Memory and Dream by Charles de Lint



Memory and Dream (Newford) Memory and DreamCharles de Lint; Orb Books 2007WorldCatIsabelle is an art student at Butler University. Kathy, her roommate, is a writer. Kathy always talks about shaping your world to fit your idea of it. Isabelle sees reality and doesn’t believe in reshaping the world.

While Isabelle is walking through town she sees an odd man. She quickly sketches him. He sees her, looks at the picture, takes it, then introduces himself. He is Vincent Rushkin, one of the foremost artists of his time. She had thought he was dead. He invites her to study under him. Isabelle jumps at the chance to study under the master.

Soon she is busier than she can imagine. She doesn’t want to give up her classes at school. She keeps one or two a semester as she studies with Rushkin. Every morning she is in his studio learning his techniques, his magic. Kathy worries about her yet sees the progress Isabelle is making. Kathy hopes to sell her writing one day, and extracts a promise for Isabelle to illustrate one of Kathy’s books.

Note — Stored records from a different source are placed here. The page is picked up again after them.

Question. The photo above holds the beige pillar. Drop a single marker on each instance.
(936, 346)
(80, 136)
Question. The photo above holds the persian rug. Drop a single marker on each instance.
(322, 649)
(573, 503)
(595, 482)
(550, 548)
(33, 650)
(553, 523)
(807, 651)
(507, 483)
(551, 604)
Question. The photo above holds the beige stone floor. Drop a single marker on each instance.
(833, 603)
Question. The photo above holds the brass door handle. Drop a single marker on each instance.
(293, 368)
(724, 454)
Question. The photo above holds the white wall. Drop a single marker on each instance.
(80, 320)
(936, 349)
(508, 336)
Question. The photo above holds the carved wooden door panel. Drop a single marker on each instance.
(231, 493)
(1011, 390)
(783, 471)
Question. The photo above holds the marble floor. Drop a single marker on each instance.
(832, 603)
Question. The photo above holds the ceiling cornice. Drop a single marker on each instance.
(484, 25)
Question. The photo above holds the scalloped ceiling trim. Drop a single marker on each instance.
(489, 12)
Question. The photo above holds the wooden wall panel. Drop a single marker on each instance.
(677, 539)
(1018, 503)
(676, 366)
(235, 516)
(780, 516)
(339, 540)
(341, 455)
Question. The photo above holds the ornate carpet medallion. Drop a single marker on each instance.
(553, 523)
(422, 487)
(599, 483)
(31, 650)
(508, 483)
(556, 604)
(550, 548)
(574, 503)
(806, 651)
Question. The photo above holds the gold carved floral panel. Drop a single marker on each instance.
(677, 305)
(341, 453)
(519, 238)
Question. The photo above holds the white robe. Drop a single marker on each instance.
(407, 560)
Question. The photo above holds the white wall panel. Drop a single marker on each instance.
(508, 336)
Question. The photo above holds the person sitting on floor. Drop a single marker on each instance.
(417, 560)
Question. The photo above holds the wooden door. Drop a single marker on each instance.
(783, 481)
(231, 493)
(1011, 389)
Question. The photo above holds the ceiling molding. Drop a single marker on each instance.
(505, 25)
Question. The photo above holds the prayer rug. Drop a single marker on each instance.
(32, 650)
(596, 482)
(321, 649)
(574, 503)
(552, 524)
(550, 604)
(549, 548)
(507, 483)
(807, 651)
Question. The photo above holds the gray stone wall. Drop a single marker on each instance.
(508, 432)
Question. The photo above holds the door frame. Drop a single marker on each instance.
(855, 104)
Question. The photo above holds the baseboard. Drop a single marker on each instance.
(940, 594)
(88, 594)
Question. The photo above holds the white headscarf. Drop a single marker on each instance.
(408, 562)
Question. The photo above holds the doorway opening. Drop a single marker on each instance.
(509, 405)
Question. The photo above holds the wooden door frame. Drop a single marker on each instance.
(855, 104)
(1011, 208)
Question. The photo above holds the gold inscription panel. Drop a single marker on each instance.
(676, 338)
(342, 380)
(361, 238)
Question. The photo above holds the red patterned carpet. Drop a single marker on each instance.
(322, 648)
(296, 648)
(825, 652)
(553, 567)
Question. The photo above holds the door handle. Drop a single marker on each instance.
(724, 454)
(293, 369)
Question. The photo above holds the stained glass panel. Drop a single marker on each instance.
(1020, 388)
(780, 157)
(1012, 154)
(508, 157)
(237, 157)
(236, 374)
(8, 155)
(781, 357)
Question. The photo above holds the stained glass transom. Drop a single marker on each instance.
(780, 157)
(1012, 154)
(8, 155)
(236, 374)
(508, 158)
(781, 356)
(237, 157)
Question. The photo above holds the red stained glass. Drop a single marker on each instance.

Isabelle meets John Sweetwater, an Indian who looks just like the man she imagined in one of her paintings. She falls in love. He worries about Rushkin’s effects on her. They quarrel and split. She continues to work with the older painter. She is slowly learning his magic. She is also discovering it really is magic.

This novel, published about ten years ago, starts in the early 1990’s, then jumps back and forth between the 90’s and the later 1970’s and early 1980’s. De Lint weaves the current world with a fantasy world that fit together believably. Isabelle is a many layered character. The hermit she has become in the 1990’s is due to the events from her college and Rushkin years. De Lint’s fantasy world is so subtly wrapped into normal every day happenings that it is believable. Isabelle and Rushkin are at the crux, with Kathy involved as the balance for Isabelle. The author makes you want to look around for numena from that other world. You’re sure they have to be out there. This is a fascinating book.